Menurut Menko Airlangga, poin-poin krusial inilah yang harus disampaikan Danantara kepada Moody's agar tidak ada lagi keraguan mengenai stabilitas fiskal. Kebijakan fiskal tahun ini, khususnya yang berkaitan dengan investasi, menunjukkan perbedaan signifikan dalam struktur anggaran negara, sehingga menuntut transparansi penuh dan komunikasi yang jelas.
Kekhawatiran Moody's dan Komitmen Stabilitas Fiskal
Lembaga pemeringkat Moody's sebelumnya telah mempertahankan peringkat kredit Indonesia pada level Baa2, yang berarti satu tingkat di atas batas investment grade. Meskipun demikian, Moody's melakukan penyesuaian outlook dari stabil menjadi negatif, yang mengindikasikan adanya potensi risiko atau tantangan di masa mendatang yang perlu diwaspadai.
Dalam laporannya, Moody's secara spesifik menyoroti pentingnya menjaga prediktabilitas dalam pengambilan kebijakan ekonomi, komunikasi publik yang efektif, dan kualitas koordinasi yang kuat antar kementerian/lembaga. Aspek-aspek ini menjadi sangat krusial di tengah dinamika perubahan kebijakan dan tata kelola ekonomi yang sedang berlangsung di Indonesia.
Selain itu, Moody's juga menekankan urgensi untuk memperkuat basis penerimaan negara guna mendukung belanja-belanja prioritas pemerintah. Penguatan ini diharapkan dapat menopang pertumbuhan ekonomi yang lebih tinggi dan berkelanjutan di Indonesia, serta memastikan keberlanjutan program-program pembangunan.

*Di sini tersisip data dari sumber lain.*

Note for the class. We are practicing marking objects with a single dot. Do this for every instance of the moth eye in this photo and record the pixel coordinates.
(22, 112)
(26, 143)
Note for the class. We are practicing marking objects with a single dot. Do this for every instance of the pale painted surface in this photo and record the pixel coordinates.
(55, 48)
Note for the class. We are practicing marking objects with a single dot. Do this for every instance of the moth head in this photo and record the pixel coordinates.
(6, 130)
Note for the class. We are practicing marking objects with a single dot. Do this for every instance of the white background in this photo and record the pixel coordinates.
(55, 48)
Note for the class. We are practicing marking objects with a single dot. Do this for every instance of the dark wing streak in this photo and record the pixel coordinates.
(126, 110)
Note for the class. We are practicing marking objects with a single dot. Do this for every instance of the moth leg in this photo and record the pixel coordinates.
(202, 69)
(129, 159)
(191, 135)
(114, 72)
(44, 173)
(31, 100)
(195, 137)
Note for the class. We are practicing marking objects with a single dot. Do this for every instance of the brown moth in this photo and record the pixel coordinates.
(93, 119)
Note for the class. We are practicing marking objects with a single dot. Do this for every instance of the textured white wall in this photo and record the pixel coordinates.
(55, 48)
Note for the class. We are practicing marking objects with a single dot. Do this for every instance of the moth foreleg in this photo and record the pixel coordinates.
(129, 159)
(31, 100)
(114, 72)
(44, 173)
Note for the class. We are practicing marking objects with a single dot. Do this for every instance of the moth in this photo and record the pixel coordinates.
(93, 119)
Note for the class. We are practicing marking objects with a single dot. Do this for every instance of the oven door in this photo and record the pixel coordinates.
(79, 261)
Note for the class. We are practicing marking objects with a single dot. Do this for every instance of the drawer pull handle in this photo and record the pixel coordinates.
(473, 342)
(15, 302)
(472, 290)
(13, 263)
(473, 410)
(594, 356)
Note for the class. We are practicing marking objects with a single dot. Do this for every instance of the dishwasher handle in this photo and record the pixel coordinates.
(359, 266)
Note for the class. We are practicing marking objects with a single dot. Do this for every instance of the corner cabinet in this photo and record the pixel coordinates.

Menanggapi kekhawatiran yang disampaikan oleh Moody's, Airlangga menegaskan komitmen kuat pemerintah untuk menjaga defisit anggaran maksimal tiga persen dari PDB. Pemerintah juga berupaya keras untuk mempertahankan rasio utang terhadap PDB di bawah 40 persen, sebagai bagian integral dari upaya menjaga stabilitas makroekonomi dan kepercayaan investor.